Sori Mané

Personal information
- Full name: Manconi Soriano Mané
- Date of birth: 3 April 1996 (age 30)
- Place of birth: Bissau, Guinea-Bissau
- Height: 1.87 m (6 ft 2 in)
- Positions: Defensive midfielder; centre-back;

Team information
- Current team: Torpedo Kutaisi
- Number: 16

Youth career
- Fidjus di Bideras
- 2014–2015: Sampdoria

Senior career*
- Years: Team / Apps / (Gls)
- 2015–2016: Sampdoria / 0 / (0)
- 2015–2016: → Olhanense (loan) / 6 / (1)
- 2016–2017: Olhanense / 31 / (0)
- 2017–2019: Cova da Piedade / 49 / (1)
- 2019–2023: Moreirense / 55 / (2)
- 2023–2025: Académico Viseu / 57 / (0)
- 2025–: Torpedo Kutaisi / 13 / (0)

International career^{‡}
- 2017–: Guinea-Bissau / 49 / (0)

= Sori Mané =

Bissau-Guinean footballer

Manconi Soriano "Sori" Mané (born 3 April 1996) is a Bissau-Guinean professional footballer who plays as a defensive midfielder or a centre-back for Erovnuli Liga club Torpedo Kutaisi.

==Club career==
===Early career===
Mané was born in Bissau. He finished his youth career in Italy, with UC Sampdoria.

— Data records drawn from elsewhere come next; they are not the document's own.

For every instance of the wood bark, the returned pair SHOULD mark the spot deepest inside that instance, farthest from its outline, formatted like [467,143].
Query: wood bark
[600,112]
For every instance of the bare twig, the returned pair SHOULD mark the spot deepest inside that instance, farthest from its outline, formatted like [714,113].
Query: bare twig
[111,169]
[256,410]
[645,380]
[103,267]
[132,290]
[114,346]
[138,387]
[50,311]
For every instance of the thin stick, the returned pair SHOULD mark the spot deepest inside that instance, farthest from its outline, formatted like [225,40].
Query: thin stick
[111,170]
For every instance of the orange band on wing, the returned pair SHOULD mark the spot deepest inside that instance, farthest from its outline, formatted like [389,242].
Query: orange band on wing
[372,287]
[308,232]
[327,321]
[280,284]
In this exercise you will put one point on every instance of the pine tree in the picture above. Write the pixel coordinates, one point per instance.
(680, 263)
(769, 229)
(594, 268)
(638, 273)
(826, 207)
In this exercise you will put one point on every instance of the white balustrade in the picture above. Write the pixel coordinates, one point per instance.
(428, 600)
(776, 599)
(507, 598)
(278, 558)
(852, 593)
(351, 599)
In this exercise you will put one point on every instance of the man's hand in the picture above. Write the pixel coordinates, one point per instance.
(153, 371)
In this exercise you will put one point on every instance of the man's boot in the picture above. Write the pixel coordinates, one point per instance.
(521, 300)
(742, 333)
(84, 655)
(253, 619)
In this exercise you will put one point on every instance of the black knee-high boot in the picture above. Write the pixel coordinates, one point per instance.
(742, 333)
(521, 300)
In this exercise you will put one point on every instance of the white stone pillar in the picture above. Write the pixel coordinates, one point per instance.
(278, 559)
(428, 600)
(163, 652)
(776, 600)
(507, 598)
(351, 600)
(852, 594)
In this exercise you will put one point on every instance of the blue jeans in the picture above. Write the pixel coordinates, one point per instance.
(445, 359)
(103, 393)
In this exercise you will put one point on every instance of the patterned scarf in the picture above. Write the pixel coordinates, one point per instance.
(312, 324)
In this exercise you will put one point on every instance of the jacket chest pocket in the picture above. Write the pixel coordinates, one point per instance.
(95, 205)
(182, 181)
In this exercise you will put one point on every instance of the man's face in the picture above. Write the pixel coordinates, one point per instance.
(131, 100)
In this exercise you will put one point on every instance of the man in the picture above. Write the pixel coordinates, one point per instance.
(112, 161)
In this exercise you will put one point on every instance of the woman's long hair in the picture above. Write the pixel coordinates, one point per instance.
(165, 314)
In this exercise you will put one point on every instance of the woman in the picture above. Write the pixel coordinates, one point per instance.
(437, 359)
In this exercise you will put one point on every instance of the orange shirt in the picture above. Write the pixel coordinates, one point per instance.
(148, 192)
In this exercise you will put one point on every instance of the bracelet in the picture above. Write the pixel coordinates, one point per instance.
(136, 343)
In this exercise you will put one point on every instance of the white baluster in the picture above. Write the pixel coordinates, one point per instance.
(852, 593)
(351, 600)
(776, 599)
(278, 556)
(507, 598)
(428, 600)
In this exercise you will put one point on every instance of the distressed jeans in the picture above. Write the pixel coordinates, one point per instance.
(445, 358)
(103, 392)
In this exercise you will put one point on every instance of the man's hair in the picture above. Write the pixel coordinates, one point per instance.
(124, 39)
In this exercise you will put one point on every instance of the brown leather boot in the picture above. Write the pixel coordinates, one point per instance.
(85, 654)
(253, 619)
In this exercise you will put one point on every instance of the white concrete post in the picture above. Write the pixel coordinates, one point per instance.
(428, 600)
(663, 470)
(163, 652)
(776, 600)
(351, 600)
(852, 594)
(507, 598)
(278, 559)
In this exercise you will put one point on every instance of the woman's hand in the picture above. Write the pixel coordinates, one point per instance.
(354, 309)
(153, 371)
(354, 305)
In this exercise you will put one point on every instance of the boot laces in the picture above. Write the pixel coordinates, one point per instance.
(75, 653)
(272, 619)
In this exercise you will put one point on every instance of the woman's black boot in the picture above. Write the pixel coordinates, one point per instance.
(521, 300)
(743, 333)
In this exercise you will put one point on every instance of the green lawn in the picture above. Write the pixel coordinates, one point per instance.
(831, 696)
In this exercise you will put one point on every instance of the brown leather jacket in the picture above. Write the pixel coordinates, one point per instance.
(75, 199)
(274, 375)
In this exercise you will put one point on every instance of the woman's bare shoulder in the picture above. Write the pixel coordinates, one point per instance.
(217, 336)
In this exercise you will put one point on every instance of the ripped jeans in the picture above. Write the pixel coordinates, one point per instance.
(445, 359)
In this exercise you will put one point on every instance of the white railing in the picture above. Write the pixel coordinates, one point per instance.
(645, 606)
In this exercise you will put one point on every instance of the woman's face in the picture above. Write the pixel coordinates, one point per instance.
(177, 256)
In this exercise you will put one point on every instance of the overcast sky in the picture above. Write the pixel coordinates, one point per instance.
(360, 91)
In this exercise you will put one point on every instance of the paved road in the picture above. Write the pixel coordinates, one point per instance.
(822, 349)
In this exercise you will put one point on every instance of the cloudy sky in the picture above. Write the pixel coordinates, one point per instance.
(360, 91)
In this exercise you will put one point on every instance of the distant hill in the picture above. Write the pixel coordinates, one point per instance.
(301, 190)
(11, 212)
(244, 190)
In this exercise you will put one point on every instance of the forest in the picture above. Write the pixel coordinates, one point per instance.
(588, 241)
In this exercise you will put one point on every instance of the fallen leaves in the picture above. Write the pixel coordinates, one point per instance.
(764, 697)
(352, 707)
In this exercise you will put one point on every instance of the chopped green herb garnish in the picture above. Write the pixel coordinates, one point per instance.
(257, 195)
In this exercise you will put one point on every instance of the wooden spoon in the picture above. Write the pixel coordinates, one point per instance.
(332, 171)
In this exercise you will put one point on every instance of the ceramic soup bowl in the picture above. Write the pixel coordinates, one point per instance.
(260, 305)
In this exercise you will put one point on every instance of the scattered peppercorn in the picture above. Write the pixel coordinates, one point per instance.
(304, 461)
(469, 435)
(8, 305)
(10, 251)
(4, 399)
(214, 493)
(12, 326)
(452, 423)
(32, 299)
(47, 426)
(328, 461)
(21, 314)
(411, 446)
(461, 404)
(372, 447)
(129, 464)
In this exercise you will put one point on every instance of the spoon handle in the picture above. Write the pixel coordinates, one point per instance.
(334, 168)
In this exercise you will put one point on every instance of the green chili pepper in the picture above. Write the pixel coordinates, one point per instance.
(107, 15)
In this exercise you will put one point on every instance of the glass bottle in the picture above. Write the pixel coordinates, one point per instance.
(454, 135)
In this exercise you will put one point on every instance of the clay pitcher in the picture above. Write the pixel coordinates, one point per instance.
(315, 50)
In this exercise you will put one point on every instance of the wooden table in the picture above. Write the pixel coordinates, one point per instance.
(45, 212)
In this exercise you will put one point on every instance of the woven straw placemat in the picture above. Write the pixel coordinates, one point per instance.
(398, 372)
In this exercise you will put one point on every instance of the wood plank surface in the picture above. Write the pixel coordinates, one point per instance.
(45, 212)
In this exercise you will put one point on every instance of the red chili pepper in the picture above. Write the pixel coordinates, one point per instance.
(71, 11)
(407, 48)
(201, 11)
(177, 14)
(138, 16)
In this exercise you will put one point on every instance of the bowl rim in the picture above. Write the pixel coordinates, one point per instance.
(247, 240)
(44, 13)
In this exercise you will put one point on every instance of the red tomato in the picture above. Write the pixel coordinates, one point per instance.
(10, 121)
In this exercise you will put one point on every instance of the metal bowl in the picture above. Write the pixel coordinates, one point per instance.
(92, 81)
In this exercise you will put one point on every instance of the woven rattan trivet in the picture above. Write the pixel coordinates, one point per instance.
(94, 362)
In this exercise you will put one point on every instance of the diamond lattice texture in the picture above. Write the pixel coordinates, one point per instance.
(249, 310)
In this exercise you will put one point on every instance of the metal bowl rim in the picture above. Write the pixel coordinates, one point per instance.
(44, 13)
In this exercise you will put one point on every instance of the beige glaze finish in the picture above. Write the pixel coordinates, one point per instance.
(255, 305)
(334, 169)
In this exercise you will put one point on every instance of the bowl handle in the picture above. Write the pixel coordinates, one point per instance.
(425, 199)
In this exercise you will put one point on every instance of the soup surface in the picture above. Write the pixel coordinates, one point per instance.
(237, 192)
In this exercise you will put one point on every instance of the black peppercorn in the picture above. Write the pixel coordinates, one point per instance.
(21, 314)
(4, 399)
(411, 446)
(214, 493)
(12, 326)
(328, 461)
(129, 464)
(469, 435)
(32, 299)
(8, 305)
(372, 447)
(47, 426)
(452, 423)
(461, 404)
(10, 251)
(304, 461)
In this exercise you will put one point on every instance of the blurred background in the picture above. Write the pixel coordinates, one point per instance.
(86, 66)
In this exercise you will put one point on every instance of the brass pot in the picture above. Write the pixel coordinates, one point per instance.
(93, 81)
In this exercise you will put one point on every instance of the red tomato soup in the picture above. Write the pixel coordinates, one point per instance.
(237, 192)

In late 2015, Mané was loaned to Portuguese club S.C. Olhanense. He made his LigaPro debut on 31 January 2016, featuring the first half of the 1–0 away loss against Atlético Clube de Portugal. His first goal came also that season, in a 2–0 away victory over Leixões S.C. on 8 May.

Mané continued in the Portuguese second division the following years, with Olhanense and C.D. Cova da Piedade.

===Moreirense===
On 11 July 2019, Mané signed a four-year contract with Primeira Liga club Moreirense FC. He made his debut on the competition on 11 August, starting in a 3–1 defeat at S.C. Braga.

Mané spent the vast majority of the 2020–21 season on the sidelines, due to a knee injury. On 14 May 2022, he scored his first goal for his new team, opening a 4–1 home win over F.C. Vizela; in the subsequent promotion and relegation play-offs, they lost 2–1 on aggregate to G.D. Chaves.

In the 2022–23 campaign, Mané scored once in 27 games (31 in all competitions) to help Moreirense win the second division and subsequently promote.

===Later career===
Mané remained in division two in summer 2023, on a two-year deal at Académico de Viseu FC. On 1 July 2025, the free agent moved to the Georgian Erovnuli Liga with FC Torpedo Kutaisi.

==International career==
Mané made his debut for the Guinea-Bissau national team on 25 March 2017, in a 3–1 friendly loss to South Africa where he came on as an injury-time substitute. He was part of the squad that participated in the 2019 Africa Cup of Nations.